The Naked Director, Masaharu Take (Netflix)

La dernière série japonaise de Netflix s’intéresse à l’industrie du porno dans les années 1980. The Naked Director raconte l’histoire ahurissante de Toru Murashini, réalisateur de films pour adulte qui a modernisé le genre dans le pays, mais qui a aussi été très controversé. La série est adaptée d’une biographie, mais elle n’essaie pas de rester nécessairement très fidèle à la réalité historique, elle la suit plutôt dans les grandes lignes et romance un petit peu le reste. Les huit épisodes qui composent la première saison sont bien rythmés, funs et assez dingues, avec une bonne reconstitution du pays à l’époque. The Naked Director ne cherche pas à être une grande série, et c’est certainement ce qui explique son succès : cette saison est fort divertissante et très plaisante à regarder.

Tout commence à Sapporo en 1980, alors que Toru Murashini travaille difficilement comme vendeur de dictionnaires anglais. Il n’ose pas suffisamment et ne vend rien, à tel point qu’il frôle le licenciement, jusqu’au jour où aidé par un collègue, il découvre qu’il peut en fait être un excellent vendeur. Ses ventes exposent, il parvient à convaincre des centaines de clients… mais tout s’effondre quand quelqu’un vole tout l’argent de l’entreprise et quand il découvre que sa femme le trompe.

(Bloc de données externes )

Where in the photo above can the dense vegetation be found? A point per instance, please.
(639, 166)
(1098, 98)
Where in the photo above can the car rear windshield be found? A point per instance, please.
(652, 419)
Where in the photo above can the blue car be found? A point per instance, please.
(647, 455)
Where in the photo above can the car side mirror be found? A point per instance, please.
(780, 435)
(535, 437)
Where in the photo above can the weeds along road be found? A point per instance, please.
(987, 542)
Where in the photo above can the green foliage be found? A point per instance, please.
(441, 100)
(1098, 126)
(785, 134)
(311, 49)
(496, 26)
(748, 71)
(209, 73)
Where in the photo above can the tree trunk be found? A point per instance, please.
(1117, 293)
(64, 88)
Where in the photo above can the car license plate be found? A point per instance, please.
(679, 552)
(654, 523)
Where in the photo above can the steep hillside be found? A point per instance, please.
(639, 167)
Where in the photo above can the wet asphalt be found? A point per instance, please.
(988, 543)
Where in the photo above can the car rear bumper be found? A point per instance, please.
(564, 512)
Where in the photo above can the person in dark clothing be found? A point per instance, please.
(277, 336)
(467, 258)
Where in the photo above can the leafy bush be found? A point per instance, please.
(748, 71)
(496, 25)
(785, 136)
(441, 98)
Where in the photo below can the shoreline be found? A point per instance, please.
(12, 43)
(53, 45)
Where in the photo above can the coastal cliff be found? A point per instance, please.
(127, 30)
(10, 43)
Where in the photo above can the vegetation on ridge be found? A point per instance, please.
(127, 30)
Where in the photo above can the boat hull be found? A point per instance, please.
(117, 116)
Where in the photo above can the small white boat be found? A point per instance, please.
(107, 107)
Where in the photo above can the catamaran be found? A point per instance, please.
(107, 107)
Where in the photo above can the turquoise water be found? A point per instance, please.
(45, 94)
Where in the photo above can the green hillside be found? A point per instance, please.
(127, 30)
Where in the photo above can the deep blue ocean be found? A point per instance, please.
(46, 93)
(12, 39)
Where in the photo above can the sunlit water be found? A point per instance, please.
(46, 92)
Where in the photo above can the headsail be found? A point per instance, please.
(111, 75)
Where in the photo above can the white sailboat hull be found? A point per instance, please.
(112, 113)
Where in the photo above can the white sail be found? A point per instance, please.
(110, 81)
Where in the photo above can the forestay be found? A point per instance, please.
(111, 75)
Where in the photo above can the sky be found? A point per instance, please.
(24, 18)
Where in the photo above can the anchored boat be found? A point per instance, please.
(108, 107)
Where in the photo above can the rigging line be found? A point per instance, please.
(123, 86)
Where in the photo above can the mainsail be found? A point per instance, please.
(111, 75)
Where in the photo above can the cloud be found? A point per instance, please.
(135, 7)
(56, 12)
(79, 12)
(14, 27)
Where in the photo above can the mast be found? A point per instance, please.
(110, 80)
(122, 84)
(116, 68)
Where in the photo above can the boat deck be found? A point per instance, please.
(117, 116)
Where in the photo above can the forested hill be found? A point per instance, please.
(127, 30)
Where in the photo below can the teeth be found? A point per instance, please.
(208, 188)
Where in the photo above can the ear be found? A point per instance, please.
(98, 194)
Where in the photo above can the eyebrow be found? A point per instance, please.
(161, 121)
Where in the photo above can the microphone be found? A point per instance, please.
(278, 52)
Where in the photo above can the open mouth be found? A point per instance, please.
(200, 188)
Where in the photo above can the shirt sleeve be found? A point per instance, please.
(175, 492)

Il décide alors de tout plaquer et s’associe avec un type rencontré dans un bar pour vendre du porno. C’est le point de départ de son histoire totalement folle : il vend d’abord des enregistrements audio réalisées dans un « Love Hotel », puis crée un magasine qui remporte un succès fou en s’abstenant des règles de censure en vigueur. La police finit par lui tomber dessus, mais il parvient à fuir et fonde à Tokyo un studio vidéo pour tourner des films pornographiques. The Naked Director déroule cette évolution avec un scénario très facile à suivre, et un bon sens de la narration. Les épisodes s’enchaînent rapidement et on suit cette histoire avec beaucoup de plaisir. Le scénario aurait pu mieux expliquer l’arc narratif le plus étonnant de la première saison, celui à Hawaï, d’autant qu’il s’inspire vraiment d’une histoire vraie. Mais à part ça, on suit les personnages et leurs mésaventures sans difficulté et la plongée dans l’univers du porno japonais des années 1980 est assez passionnante. La censure régnait encore en maître, à tel point qu’il fallait masquer totalement les parties génitales sur les photos et même les vidéos. Les acteurs de l’époque simulaient l’acte sexuel tout en recouvrant totalement leur sexe avec du scotch, pour éviter toute visibilité. Face à cette censure, l’attrait de la pornographie totale était immense, avec toute l’hypocrisie que l’on peut imaginer. C’est assez fascinant de regarder tout cela à une époque où toute la pornographie est accessible librement en quelques clics, même si par certains aspects, les Japonais d’alors étaient plus ouverts que nos sociétés actuels. Imagine-t-on une interview à la télévision d’un réalisateur de films porno en slip ? Le discours de l’actrice Kaoru Kuroki, une des stars de l’époque, sur la beauté naturelle des femmes est aussi quelque chose que l’on ne retrouve plus tellement de nos jours.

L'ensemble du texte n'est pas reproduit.